The guy with the ideals of equality and caring for your fellow man was out of work.

And so, he turned to his friends for help. Powerful friends who he had helped get elected turned their backs, couldn’t remember his name.

In anger, I suspect, my father took the union to court. I’m not clear whether wrongful dismissal was even on the books back then, but whatever the charges were, my father filed them then represented himself against the union lawyers.

My father won.

The judge told him he should have been a lawyer. The French kid from Northern Ontario with the high school diploma.

The union had to reinstate my father. He told them to go fuck themselves and walked away.

He changed his job and began negotiating on the side of management in the steel and then pulp-and-paper industries. He often set records in settling traditionally-difficult contracts. He changed his politics and began working on Liberal campaigns with the same fervour he had once devoted to the New Democratic Party.

My father first left the Church for his socialist beliefs. When these ideals did him in, I wonder at the personal cost he must have paid. I’ll never know.

Maybe this is a story about faith after all.

Thursday, May 24, 2007

The Father Space: Pt II

I've begun giving some thought to what I might write about my father. This isn't going to be easy. I could write about what a prick he was, but since he's no longer around to defend himself, that doesn't seem fair. So, I have to find a way to offer some balance. To find a way of uncovering a piece of my father that is true and, perhaps, even compelling.

This is going to be interesting.

Writing ain't for sissies.

Colleen

Wednesday, May 23, 2007

The Father Space

(Thank you, Margaret Atwood for the above.)

Before I head out I wanted to share an idea with you.

A book has just been released called The First Man in my Life. (from Amazon) "In twenty-two original narratives, some of Canada’s most acclaimed writers share stories, memories, insights, and revelations—from the comic to the tragic, and every shading in between—about the first man in their lives.
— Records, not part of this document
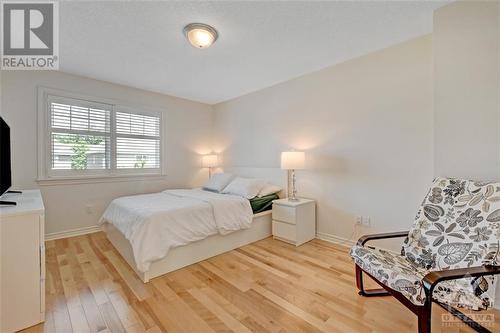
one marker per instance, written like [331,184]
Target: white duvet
[156,223]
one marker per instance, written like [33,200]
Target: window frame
[45,171]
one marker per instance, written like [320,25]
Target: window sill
[98,179]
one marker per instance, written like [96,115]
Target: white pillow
[218,182]
[245,187]
[268,189]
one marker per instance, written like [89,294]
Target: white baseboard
[73,232]
[335,239]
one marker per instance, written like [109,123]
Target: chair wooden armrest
[385,235]
[433,278]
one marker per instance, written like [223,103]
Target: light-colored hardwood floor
[268,286]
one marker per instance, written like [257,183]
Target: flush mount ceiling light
[200,35]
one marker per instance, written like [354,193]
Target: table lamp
[209,161]
[291,161]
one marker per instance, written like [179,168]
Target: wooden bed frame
[194,252]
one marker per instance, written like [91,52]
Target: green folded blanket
[263,203]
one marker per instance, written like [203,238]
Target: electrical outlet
[89,209]
[359,220]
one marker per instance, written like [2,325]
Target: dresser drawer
[284,214]
[285,231]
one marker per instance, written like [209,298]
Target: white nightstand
[294,221]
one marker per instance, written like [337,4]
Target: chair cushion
[402,275]
[457,225]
Complex, compelling, unforgettable, these stories will open a fresh and intense conversation with daughters everywhere about the men they’ve observed since childhood: their fathers.

"Contributors: Katherine Ashenburg, Anita Rau Badami, Christie Blatchford, Mary Anne Brinckman, Nancy Dorrance, Jane Finlay-Young, Camilla Gibb, Catherine Gildiner, Rebecca Godfrey, Rachel Manley, Sandra Martin, Lisa Moore, Sarah Murdoch, Marina Nemat, P.K. Page, Emma Richler, Eden Robinson, Rebecca Snow, Tina Srebotnjak, Susan Swan, Emily Urquhart, and Pamela Wallin"

I just listened to an interview with Anita Rau Badami and editor of the book, Sandra Martin and thought wouldn't it be a great idea for us to write and compile our own stories of our fathers? I think it would be even better to have stories of fathers from both men and women.

So, I'm inviting you to submit stories of your fathers. I haven't written mine yet, but will post it as soon as I'm done and hope you will too.

If this goes well, perhaps we can select other topics to write about and share here online.